Chinese iron ore futures extended losses on March 24 to slump to their lowest in three weeks, as worries about demand prospects fuelled by the coronavirus pandemic eclipsed rising chances of supply reductions.
The most-traded May iron ore contract on the Dalian Commodity Exchange fell 3.1% to 619 yuan/t ($87.43/t) in morning trade, marking its lowest since March 2. Futures prices on the Singapore Exchange, however, rebounded 3.7%.
Spot prices for the steelmaking raw material dropped to six-week lows on March 23 amid the heavy sell-off in futures markets, with the benchmark 62% grade settling at $84.50 a tonne, the lowest since February 10.
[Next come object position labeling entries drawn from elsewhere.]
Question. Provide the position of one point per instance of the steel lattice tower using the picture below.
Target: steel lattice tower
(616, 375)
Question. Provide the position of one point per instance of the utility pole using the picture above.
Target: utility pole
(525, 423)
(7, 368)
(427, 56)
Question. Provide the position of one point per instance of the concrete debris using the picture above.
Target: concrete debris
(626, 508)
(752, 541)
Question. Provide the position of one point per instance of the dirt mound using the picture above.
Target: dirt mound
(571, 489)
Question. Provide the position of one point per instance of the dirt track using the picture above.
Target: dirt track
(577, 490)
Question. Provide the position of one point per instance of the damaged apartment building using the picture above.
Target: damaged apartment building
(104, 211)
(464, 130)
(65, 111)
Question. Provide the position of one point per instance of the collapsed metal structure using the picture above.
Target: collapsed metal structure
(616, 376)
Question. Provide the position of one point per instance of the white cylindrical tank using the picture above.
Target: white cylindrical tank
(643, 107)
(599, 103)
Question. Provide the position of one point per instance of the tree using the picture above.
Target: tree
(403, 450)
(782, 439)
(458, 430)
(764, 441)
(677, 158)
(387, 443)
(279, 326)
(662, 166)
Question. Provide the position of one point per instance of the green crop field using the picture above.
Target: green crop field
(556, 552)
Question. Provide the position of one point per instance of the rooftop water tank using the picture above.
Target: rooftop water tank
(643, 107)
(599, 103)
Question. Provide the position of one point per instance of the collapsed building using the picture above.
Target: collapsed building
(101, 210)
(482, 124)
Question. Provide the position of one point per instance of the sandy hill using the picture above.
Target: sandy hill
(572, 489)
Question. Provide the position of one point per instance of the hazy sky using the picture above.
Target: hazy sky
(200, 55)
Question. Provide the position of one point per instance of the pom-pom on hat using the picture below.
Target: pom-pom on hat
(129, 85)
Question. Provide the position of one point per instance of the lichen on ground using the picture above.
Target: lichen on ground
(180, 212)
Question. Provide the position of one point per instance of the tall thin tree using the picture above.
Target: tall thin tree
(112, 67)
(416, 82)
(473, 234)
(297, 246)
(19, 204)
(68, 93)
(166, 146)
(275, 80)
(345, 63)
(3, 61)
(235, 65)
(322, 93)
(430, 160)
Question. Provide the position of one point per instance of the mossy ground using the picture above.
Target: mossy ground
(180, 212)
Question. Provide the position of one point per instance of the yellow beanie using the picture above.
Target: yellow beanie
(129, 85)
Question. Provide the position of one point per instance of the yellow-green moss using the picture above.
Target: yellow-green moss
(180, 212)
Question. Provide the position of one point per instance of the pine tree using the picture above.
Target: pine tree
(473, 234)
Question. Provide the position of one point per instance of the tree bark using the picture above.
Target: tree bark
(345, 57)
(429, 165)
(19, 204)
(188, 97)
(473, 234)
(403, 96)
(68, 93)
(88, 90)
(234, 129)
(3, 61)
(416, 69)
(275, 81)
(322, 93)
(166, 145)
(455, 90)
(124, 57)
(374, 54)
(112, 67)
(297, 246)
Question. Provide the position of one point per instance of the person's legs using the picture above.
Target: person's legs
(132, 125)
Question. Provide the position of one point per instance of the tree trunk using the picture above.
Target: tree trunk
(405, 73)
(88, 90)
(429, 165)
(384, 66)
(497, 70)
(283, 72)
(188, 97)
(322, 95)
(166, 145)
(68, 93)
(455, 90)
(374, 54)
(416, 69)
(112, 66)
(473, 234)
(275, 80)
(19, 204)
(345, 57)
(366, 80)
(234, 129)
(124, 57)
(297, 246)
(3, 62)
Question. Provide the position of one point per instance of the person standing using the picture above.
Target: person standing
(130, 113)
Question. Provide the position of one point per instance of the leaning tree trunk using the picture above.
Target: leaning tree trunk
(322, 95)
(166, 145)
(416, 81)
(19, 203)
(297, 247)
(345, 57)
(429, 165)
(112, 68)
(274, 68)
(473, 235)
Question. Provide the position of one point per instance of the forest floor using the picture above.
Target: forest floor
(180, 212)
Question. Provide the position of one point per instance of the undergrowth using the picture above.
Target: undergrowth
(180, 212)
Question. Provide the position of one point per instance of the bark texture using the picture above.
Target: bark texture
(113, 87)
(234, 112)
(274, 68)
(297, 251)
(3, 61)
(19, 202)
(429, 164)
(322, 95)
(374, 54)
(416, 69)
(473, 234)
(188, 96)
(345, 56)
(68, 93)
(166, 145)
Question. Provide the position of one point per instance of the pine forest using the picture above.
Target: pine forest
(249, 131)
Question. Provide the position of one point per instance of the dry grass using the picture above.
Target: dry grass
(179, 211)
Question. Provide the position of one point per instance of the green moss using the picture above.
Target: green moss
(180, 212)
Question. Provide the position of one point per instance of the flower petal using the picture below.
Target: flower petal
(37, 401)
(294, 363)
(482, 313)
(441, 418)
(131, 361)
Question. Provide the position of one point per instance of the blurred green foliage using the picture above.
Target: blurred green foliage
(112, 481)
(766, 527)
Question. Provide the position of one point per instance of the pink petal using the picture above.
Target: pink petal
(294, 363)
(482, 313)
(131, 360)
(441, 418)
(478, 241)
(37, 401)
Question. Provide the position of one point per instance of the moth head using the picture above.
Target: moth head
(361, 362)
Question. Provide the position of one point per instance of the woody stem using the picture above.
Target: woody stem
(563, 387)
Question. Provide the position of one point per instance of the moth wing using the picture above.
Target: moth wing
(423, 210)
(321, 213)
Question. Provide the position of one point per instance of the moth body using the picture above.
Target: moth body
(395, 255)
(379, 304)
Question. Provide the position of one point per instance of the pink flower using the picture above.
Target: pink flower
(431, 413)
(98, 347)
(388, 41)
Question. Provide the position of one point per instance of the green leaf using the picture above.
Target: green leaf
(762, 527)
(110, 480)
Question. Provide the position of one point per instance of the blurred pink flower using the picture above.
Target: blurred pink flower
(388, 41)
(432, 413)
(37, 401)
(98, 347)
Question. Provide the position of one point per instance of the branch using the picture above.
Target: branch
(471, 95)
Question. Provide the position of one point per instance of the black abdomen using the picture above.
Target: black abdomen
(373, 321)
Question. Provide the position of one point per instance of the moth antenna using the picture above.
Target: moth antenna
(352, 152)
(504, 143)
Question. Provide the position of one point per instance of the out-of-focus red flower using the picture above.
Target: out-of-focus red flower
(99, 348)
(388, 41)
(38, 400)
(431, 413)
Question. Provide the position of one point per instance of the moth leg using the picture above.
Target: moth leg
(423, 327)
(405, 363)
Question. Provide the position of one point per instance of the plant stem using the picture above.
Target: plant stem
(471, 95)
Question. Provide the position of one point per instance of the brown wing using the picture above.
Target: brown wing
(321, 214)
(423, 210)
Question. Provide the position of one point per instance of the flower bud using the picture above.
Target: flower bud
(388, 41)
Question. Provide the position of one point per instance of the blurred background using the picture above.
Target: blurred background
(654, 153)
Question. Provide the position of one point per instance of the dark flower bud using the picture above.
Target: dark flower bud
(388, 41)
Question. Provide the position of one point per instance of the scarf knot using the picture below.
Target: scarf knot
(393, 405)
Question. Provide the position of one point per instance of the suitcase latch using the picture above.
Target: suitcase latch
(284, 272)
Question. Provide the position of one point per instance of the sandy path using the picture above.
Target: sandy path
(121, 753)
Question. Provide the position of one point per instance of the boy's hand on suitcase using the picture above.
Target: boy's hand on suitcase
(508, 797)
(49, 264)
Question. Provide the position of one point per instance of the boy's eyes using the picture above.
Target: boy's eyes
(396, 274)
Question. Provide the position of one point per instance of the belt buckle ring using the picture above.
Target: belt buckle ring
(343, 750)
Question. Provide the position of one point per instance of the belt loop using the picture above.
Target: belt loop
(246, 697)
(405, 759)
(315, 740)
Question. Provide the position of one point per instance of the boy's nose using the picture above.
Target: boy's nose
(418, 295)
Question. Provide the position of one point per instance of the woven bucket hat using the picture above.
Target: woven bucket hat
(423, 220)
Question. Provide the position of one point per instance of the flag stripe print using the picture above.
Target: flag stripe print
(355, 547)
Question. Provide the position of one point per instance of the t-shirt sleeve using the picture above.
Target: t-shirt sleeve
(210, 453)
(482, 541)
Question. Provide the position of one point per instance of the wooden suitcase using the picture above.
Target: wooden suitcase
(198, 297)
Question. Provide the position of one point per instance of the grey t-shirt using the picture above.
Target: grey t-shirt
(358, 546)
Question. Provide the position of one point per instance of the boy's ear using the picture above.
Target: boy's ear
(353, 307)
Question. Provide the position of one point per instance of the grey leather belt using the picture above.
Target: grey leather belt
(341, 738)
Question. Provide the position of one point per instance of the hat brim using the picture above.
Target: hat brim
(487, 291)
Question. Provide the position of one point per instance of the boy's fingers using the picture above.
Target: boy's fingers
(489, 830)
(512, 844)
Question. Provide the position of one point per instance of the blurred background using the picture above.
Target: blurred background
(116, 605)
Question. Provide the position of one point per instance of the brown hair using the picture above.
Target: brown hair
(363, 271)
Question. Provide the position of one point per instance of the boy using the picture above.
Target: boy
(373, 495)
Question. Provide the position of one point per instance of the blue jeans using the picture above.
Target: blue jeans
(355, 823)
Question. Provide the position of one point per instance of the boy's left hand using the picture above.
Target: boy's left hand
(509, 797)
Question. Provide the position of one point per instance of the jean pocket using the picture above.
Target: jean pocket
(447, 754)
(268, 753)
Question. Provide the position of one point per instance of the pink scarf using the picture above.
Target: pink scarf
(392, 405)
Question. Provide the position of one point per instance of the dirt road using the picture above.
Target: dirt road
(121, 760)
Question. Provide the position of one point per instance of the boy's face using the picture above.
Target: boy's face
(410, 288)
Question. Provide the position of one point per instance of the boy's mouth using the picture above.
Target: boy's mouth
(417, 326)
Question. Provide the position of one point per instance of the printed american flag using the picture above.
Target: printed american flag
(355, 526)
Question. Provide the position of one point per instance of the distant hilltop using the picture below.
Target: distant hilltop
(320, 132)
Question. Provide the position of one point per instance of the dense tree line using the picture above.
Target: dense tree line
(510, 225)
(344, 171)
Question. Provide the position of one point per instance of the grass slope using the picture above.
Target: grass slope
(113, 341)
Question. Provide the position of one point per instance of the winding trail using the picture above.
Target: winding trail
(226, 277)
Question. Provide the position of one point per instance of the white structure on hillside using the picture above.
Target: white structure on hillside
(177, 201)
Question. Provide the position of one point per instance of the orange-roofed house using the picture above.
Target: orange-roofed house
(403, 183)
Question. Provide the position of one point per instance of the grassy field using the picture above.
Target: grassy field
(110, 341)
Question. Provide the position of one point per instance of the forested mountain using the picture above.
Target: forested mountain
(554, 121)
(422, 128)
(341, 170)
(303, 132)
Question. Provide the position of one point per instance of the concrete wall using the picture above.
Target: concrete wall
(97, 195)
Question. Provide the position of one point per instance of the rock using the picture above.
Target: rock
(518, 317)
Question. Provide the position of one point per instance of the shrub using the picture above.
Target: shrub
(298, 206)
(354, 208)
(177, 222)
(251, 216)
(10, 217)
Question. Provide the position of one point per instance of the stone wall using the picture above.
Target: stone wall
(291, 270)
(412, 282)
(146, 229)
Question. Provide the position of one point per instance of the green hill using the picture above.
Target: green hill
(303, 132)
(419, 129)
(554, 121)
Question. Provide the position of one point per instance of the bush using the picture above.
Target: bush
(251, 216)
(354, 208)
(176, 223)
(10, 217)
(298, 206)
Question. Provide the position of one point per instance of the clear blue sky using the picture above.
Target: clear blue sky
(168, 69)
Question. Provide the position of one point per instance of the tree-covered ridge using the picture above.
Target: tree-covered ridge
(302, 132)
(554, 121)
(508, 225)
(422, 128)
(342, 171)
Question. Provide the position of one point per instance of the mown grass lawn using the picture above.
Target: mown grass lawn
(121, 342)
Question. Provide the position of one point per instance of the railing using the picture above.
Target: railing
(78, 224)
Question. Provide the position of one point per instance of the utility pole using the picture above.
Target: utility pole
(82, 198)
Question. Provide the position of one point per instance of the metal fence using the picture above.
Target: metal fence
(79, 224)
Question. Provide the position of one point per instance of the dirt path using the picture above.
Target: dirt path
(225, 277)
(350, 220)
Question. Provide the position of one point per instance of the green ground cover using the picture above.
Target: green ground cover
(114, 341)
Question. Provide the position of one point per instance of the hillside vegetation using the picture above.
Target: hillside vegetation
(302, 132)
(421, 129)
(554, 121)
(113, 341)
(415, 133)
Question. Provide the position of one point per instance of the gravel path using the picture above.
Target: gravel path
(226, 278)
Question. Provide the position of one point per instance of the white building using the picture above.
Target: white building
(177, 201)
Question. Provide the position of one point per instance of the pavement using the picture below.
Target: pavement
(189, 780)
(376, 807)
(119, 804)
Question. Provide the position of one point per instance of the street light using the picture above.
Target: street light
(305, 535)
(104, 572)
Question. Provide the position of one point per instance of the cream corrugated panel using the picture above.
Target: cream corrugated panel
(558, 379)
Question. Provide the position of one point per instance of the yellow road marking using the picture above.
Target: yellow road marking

China's iron ore and steel futures on March 24 defied a recovery of industrial metals and equities, which rebounded following the scaling up of monetary and fiscal policy support for economies hammered by the pandemic.
"Investors are reassessing the effectiveness of the stimulus plans," commodity strategists at ANZ said in a note.
However, they said Brazilian miner Vale SA's move to suspend operations at its distribution facility in Malaysia "could potentially take some downward pressure off iron ore prices".
Vale, one of China's major iron ore suppliers, said on Monday it would halt operations at its Teluk Rubiah distribution terminal in Malaysia, which is expected to reduce sales in the first quarter by roughly 500,000 tonnes of iron ore.
The operations were scheduled to be suspended from March 24 through March 31 to ensure safety of Vale's workers amid the pandemic, but the miner said the move would not affect full-year 2020 production and sales.